さらに身を寄せられ、瞳をじっと覗き込まれる。ケインリッヒの黒く濁った茶色い瞳が獲物を狙うがごとくレイーシアを見る。
ケインリッヒの態度に、さらに焦り、つい口に出してしまう。
「―紅茶」
「へっ?」
ケインリッヒが不意をつかれ、間の抜けた顔をする。
(言ってしまったからには………言うしかない………)
「紅茶が、美味しいんです。レビリオス帝国は。両国の仲が悪くなったら、紅茶が飲めなくなっちゃいます!」
(言ってしまった…)
いくら思いつかず焦っていたとはいえ、あまりにもな回答だろう。
「くっ、ハッハハ。本気でいってる?フフッ、紅茶、って」
ケインリッヒが身を上げて、笑い出す。そのままレイーシアが退屈するほど十分に笑い、言った。

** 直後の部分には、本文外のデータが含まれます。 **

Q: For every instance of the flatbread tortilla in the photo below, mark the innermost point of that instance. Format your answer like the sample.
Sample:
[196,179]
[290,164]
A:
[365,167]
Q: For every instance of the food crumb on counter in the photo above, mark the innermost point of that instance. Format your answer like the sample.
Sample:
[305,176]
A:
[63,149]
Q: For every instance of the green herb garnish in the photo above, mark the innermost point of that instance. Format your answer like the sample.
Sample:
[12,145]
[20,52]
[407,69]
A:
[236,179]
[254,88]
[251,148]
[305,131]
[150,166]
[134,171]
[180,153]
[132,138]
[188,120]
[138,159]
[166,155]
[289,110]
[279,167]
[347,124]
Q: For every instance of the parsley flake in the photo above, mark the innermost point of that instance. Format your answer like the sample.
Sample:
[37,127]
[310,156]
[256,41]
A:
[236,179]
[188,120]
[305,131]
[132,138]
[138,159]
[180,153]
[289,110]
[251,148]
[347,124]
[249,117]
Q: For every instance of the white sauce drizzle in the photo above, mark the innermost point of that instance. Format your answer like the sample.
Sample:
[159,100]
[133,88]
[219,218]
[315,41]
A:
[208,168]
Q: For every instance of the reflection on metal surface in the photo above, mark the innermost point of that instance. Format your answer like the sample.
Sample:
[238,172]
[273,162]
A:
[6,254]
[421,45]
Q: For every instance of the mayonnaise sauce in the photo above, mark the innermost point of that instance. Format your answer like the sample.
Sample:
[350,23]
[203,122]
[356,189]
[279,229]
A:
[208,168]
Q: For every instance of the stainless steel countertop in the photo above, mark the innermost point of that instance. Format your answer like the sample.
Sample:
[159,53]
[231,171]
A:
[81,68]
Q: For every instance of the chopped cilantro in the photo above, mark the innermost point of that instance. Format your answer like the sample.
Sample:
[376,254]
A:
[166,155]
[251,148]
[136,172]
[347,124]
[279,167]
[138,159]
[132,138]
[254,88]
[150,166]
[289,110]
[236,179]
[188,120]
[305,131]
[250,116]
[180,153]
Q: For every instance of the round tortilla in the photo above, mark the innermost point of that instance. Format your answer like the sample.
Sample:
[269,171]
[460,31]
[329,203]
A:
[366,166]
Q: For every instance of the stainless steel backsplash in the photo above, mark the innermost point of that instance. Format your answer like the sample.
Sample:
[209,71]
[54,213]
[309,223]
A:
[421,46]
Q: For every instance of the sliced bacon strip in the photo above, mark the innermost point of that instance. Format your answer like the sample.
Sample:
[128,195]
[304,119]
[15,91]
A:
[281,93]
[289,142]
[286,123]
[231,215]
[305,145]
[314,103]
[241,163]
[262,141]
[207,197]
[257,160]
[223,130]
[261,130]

「君みたいな、真面目ないい子ちゃんがそんなこと言うなんてね。さっきのは取り消すよ。やっぱり面白かったわ」
「だって、あのエスグレイという紅茶なんて、アップルパイにピッタリで……」
レイーシアは笑われたのが悔しくなり、言い訳する。
「いいよいいよ。紅茶ね、紅茶。そんなに紅茶にご嫉心だったなんて。フッ、ハハ、今度上げるからね〜」
からかわれたレイーシアはムッとしていると、ケインリッヒが軽い調子で言った。
「レイーシアちゃん、俺と結婚しない?」
「ふぁ?」
不意打ちすぎて変な声が出る。
「男装して、シルヴィオの従者やってるだけでも十分面白いのに、他に見ないほどの紅茶好き(笑)だもん。シルヴィオの事もからかえるし、面白いからね」
「だから結婚、は早いね。じゃあ、婚約からで、どう?」
レイーシアが突然のプロポーズに混乱していると、
「あの……?」
背後の扉のところに、コレッタがいた。